Thae is the most senior official to have fled North Korea and entered public life in the South since the 1997 defection of Hwang Jang Yop, the brains behind the North’s governing ideology, “Juche,” which combines Marxism and extreme nationalism.
Today’s North Korean system had “nothing to do with true communism,” Thae said, adding that the elite, like himself, had watched with unease as countries like Cambodia, Vietnam and the former Soviet Union embraced economic and social reforms.
Thae has said more North Korean diplomats are waiting in Europe to defect to South Korea.
North Korea still outwardly professes to maintain a Soviet-style command economy, but for years a thriving network of informal markets and person-to-person trading has become the main source of food and money for ordinary people.
Fully embracing these reforms would end Kim Jong Un’s rule, Thae said. Asked if Kim’s brother, Kim Jong Chol, could run the country instead, Thae remained skeptical.

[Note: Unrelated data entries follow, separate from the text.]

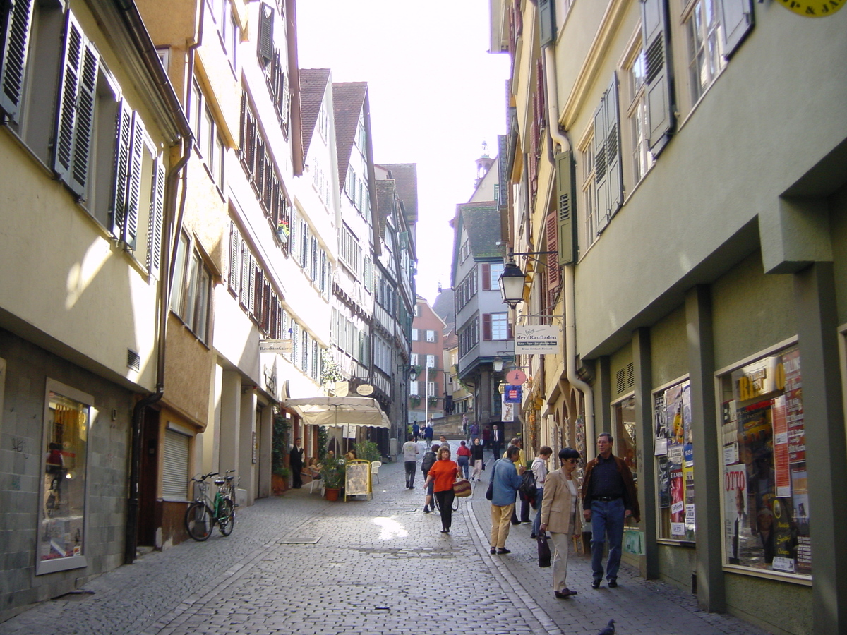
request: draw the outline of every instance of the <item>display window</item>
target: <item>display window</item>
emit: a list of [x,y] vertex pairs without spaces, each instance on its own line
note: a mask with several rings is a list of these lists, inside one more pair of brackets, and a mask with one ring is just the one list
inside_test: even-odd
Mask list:
[[[612,454],[623,459],[633,473],[633,481],[638,487],[638,445],[635,434],[635,396],[631,395],[612,405],[612,416],[615,429],[612,435],[615,439],[612,445]],[[626,519],[628,527],[638,527],[635,519],[631,516]]]
[[695,542],[694,439],[688,379],[653,393],[659,538]]
[[718,381],[725,562],[810,576],[800,351],[745,362]]
[[90,395],[47,380],[37,573],[86,566],[86,468]]

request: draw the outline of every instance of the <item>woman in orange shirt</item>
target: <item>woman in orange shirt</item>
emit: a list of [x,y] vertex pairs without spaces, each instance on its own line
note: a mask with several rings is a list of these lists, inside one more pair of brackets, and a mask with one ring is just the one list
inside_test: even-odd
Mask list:
[[459,467],[450,460],[450,448],[445,445],[438,451],[438,461],[429,468],[427,474],[426,486],[434,482],[433,492],[441,508],[441,533],[450,533],[450,526],[453,520],[453,483]]

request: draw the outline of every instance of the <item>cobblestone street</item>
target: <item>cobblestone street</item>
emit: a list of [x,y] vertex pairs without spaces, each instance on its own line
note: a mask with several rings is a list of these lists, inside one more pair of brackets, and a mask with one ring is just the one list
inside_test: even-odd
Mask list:
[[[484,472],[485,478],[490,471]],[[590,588],[590,563],[571,559],[554,598],[529,525],[512,527],[513,553],[488,553],[485,482],[460,502],[450,534],[422,512],[421,474],[403,488],[386,464],[369,501],[327,502],[308,486],[240,508],[229,538],[152,553],[0,624],[0,635],[40,633],[764,633],[699,611],[688,594],[623,567],[620,587]]]

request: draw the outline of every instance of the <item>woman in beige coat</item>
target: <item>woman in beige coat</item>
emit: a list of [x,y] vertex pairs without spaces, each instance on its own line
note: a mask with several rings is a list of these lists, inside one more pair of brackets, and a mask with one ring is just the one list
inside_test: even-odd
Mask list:
[[571,536],[579,535],[579,515],[577,513],[579,487],[573,471],[579,462],[579,453],[573,448],[559,450],[562,467],[547,474],[541,500],[541,525],[543,533],[550,532],[553,543],[553,594],[563,599],[576,595],[565,586],[567,576],[567,548]]

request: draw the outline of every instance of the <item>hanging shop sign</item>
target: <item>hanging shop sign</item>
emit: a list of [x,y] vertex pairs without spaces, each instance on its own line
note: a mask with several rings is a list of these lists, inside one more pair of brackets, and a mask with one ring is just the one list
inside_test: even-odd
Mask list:
[[562,327],[557,324],[524,324],[515,327],[515,353],[555,355],[562,352]]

“Kim Jong Chol has no interest in politics. He is only interested in music,” Thae said.
“He’s only interested in Eric Clapton. If he was a normal man, I’m sure he’d be a very good professional guitarist.”
Of particular concern is Thae Yong Ho's assertion (toward the end of the video) that Kim Jong Un would readily press the nuclear button if he saw his regime threatened. North Korea already possesses nuclear warheads and is in the process of testing missiles that could soon have the capability of reaching the United States.
[Sorry, the video interview originally posted here no longer exists.]